E ti accorgevi di quanto grande fosse l’amore per tuo figlio e del suo per te; di quanto fosse facile essere felici anche
senza muoversi, anche se per respirare meglio, era necessario stare in posizione orizzontale. E scopri un mondo,
quello della disabilità, fatto da persone speciali che ogni giorno combattono per migliorare la propria vita; e scopri la
solidarietà, l’affetto e il sostegno delle altre famiglie che hanno già vissuto quello che stai vivendo tu. Ma ti rendi,
terribilmente, conto di quanto faccia paura la malattia alle persone che convenzionalmente vengono definite “sane”;
scopri la solitudine, gli sguardi curiosi di chi vede tuo figlio disteso su un passeggino rialzato e ti chiede se non hai
paura che cada per terra; scopri quanti ostacoli ci sono per le persone disabili, dalle pavimentazioni dissestate delle
strade ai marciapiedi stretti, alla mancanza di scivoli per accedere agli edifici.
In 10 mesi di vita, Emanuele ci ha fatto vedere con altri occhi, i suoi, la nostra esistenza e pur nel dolore più grande,
quello di perdere il proprio figlio, ci ha trasmesso la forza e la speranza di continuare a lottare anche per gli altri.
E in questo percorso difficile, c’è stato, di nuovo, l’incontro con la comunità di Marcallo con Casone, con la sua
amministrazione, le sue associazioni e i suoi cittadini che sabato 23 febbraio hanno dato vita alla “Festa della
Solidarietà” per raccogliere fondi per combattere il mostro..
Sono stati raccolti € 3.154,00 e € 300,00 da parte dell’Avis! Come era stato anticipato, € 2.300 sono stati donati
all’Associazione Tommaso Boneschi Onlus, costituita dai genitori del piccolo Tommaso, la restante parte al Sapre,
per portare avanti progetti di sostegno alle famiglie con bambini SMA.
Per questo, a nome nostro e di tutti i genitori SMA, vi ringraziamo, di cuore, per il vostro affetto e la solidarietà
dimostrata.
Ci auguriamo che anche grazie alle notizie che vi abbiamo fornito con questo scritto, abbiate più informazioni sulla
SMA e possiate trarne beneficio per poter prevenire l’irrompere di questa malattia.
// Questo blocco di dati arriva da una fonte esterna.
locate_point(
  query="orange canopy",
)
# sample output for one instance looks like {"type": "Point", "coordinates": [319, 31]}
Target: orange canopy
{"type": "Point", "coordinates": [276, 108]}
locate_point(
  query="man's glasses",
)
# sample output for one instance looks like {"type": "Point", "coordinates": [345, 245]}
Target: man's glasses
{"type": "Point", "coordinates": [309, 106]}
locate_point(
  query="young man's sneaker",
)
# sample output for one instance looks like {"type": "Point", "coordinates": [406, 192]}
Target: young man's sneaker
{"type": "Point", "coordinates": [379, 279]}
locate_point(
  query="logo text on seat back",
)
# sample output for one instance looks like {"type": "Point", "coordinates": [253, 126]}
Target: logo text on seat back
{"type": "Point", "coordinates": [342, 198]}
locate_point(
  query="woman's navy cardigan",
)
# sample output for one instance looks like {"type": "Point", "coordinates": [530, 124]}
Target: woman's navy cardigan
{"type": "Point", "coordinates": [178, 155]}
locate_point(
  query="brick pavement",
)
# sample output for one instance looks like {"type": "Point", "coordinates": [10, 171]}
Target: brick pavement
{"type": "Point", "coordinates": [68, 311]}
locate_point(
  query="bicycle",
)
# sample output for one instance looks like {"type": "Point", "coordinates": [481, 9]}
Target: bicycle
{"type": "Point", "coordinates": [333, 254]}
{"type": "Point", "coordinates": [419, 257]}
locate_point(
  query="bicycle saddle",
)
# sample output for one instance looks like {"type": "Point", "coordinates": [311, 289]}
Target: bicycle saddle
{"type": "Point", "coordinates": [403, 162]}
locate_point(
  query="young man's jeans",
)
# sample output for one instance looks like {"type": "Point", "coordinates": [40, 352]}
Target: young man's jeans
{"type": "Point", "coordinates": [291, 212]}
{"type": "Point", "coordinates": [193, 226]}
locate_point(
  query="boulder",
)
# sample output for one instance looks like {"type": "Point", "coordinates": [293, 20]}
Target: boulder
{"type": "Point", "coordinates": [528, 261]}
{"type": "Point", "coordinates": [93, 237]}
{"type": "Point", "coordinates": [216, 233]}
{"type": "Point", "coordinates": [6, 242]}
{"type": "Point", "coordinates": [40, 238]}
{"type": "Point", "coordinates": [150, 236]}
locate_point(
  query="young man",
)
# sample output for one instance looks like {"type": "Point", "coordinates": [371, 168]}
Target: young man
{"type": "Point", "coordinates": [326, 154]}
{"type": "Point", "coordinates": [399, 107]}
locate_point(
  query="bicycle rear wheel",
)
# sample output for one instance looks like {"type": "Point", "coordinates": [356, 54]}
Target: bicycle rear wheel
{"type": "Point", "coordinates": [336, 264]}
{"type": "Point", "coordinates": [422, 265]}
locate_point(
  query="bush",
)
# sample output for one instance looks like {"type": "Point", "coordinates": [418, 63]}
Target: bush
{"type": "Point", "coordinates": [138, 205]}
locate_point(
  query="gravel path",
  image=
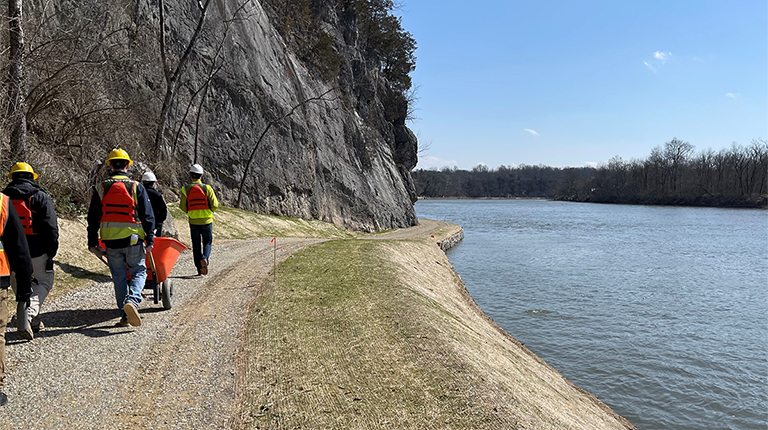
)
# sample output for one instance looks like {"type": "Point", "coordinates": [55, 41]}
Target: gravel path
{"type": "Point", "coordinates": [174, 371]}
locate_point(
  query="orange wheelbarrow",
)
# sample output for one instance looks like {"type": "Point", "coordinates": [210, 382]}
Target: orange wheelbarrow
{"type": "Point", "coordinates": [159, 263]}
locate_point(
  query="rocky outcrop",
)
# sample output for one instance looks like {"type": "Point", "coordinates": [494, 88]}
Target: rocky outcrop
{"type": "Point", "coordinates": [345, 157]}
{"type": "Point", "coordinates": [336, 146]}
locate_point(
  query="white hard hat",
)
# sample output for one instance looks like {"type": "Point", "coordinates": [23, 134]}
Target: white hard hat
{"type": "Point", "coordinates": [197, 169]}
{"type": "Point", "coordinates": [148, 176]}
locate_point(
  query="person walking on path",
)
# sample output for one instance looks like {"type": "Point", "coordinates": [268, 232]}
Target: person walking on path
{"type": "Point", "coordinates": [41, 228]}
{"type": "Point", "coordinates": [199, 202]}
{"type": "Point", "coordinates": [14, 257]}
{"type": "Point", "coordinates": [159, 208]}
{"type": "Point", "coordinates": [120, 213]}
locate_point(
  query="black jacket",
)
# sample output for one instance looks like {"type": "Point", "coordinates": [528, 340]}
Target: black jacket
{"type": "Point", "coordinates": [158, 205]}
{"type": "Point", "coordinates": [145, 215]}
{"type": "Point", "coordinates": [44, 221]}
{"type": "Point", "coordinates": [15, 244]}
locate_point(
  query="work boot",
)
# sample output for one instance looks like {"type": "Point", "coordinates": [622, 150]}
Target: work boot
{"type": "Point", "coordinates": [123, 322]}
{"type": "Point", "coordinates": [36, 324]}
{"type": "Point", "coordinates": [27, 334]}
{"type": "Point", "coordinates": [132, 314]}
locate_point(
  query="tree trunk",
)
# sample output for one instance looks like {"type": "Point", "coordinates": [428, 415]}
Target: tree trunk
{"type": "Point", "coordinates": [16, 106]}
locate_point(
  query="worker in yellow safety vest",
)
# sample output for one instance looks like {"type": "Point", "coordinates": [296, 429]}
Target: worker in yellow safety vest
{"type": "Point", "coordinates": [199, 202]}
{"type": "Point", "coordinates": [121, 215]}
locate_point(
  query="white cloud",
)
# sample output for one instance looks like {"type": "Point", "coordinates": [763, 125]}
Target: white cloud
{"type": "Point", "coordinates": [659, 59]}
{"type": "Point", "coordinates": [430, 162]}
{"type": "Point", "coordinates": [533, 132]}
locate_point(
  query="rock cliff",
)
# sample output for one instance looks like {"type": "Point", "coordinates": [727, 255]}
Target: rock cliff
{"type": "Point", "coordinates": [336, 146]}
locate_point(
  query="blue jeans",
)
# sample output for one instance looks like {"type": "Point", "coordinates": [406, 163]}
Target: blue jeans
{"type": "Point", "coordinates": [121, 262]}
{"type": "Point", "coordinates": [202, 237]}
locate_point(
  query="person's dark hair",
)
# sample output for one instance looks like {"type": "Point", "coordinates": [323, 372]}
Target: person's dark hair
{"type": "Point", "coordinates": [119, 164]}
{"type": "Point", "coordinates": [23, 175]}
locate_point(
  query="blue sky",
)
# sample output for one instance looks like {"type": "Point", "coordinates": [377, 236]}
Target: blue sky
{"type": "Point", "coordinates": [566, 83]}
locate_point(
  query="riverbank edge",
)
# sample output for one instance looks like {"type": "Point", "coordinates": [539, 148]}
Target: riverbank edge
{"type": "Point", "coordinates": [450, 237]}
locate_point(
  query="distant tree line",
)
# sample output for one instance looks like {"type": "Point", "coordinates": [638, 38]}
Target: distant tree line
{"type": "Point", "coordinates": [672, 175]}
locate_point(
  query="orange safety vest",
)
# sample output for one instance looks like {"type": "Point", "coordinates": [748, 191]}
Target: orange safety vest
{"type": "Point", "coordinates": [25, 215]}
{"type": "Point", "coordinates": [119, 209]}
{"type": "Point", "coordinates": [5, 266]}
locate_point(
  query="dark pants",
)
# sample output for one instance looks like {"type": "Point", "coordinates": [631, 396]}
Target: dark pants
{"type": "Point", "coordinates": [202, 236]}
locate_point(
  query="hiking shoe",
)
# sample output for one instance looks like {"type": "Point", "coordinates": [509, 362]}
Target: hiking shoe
{"type": "Point", "coordinates": [132, 314]}
{"type": "Point", "coordinates": [26, 334]}
{"type": "Point", "coordinates": [122, 323]}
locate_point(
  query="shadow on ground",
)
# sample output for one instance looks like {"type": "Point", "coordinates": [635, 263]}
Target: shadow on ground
{"type": "Point", "coordinates": [81, 273]}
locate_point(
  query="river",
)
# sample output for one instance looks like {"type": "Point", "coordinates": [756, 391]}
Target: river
{"type": "Point", "coordinates": [661, 312]}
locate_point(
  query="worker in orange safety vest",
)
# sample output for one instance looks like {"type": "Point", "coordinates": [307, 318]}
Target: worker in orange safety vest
{"type": "Point", "coordinates": [121, 215]}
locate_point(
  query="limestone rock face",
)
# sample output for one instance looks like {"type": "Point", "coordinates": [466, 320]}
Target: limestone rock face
{"type": "Point", "coordinates": [344, 157]}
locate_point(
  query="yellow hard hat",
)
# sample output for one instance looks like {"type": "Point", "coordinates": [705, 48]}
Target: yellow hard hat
{"type": "Point", "coordinates": [119, 154]}
{"type": "Point", "coordinates": [22, 167]}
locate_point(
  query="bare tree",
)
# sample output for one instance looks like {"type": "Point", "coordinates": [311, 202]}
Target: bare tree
{"type": "Point", "coordinates": [264, 133]}
{"type": "Point", "coordinates": [16, 105]}
{"type": "Point", "coordinates": [172, 76]}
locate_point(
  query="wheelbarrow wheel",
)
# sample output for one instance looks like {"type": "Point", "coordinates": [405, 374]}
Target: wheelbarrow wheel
{"type": "Point", "coordinates": [167, 294]}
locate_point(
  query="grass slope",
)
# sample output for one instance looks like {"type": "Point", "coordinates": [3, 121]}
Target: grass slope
{"type": "Point", "coordinates": [359, 334]}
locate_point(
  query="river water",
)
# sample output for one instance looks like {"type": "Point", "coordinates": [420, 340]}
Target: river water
{"type": "Point", "coordinates": [661, 312]}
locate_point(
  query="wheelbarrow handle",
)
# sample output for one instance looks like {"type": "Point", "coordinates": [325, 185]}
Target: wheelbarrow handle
{"type": "Point", "coordinates": [150, 261]}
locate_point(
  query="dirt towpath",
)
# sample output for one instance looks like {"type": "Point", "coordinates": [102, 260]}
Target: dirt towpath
{"type": "Point", "coordinates": [174, 371]}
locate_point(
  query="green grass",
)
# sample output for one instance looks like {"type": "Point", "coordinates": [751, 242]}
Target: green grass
{"type": "Point", "coordinates": [339, 323]}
E, infine, speriamo che da ora in
poi quando guarderete il cielo e vedrete le stelle più luminose, penserete che sono gli occhi dei bimbi SMA che ci
stanno guardando e aiutando a continuare a vivere; che stanno illuminando il cammino per aiutare gli altri bimbi
come loro e i loro genitori, per non farli sentire soli in questa lotta; per non permettere alla malattia di distruggere il
loro ruolo di genitori; per far sapere che basta poco, davvero poco, per essere solidali.
Grazie ancora a tutti per l’attenzione.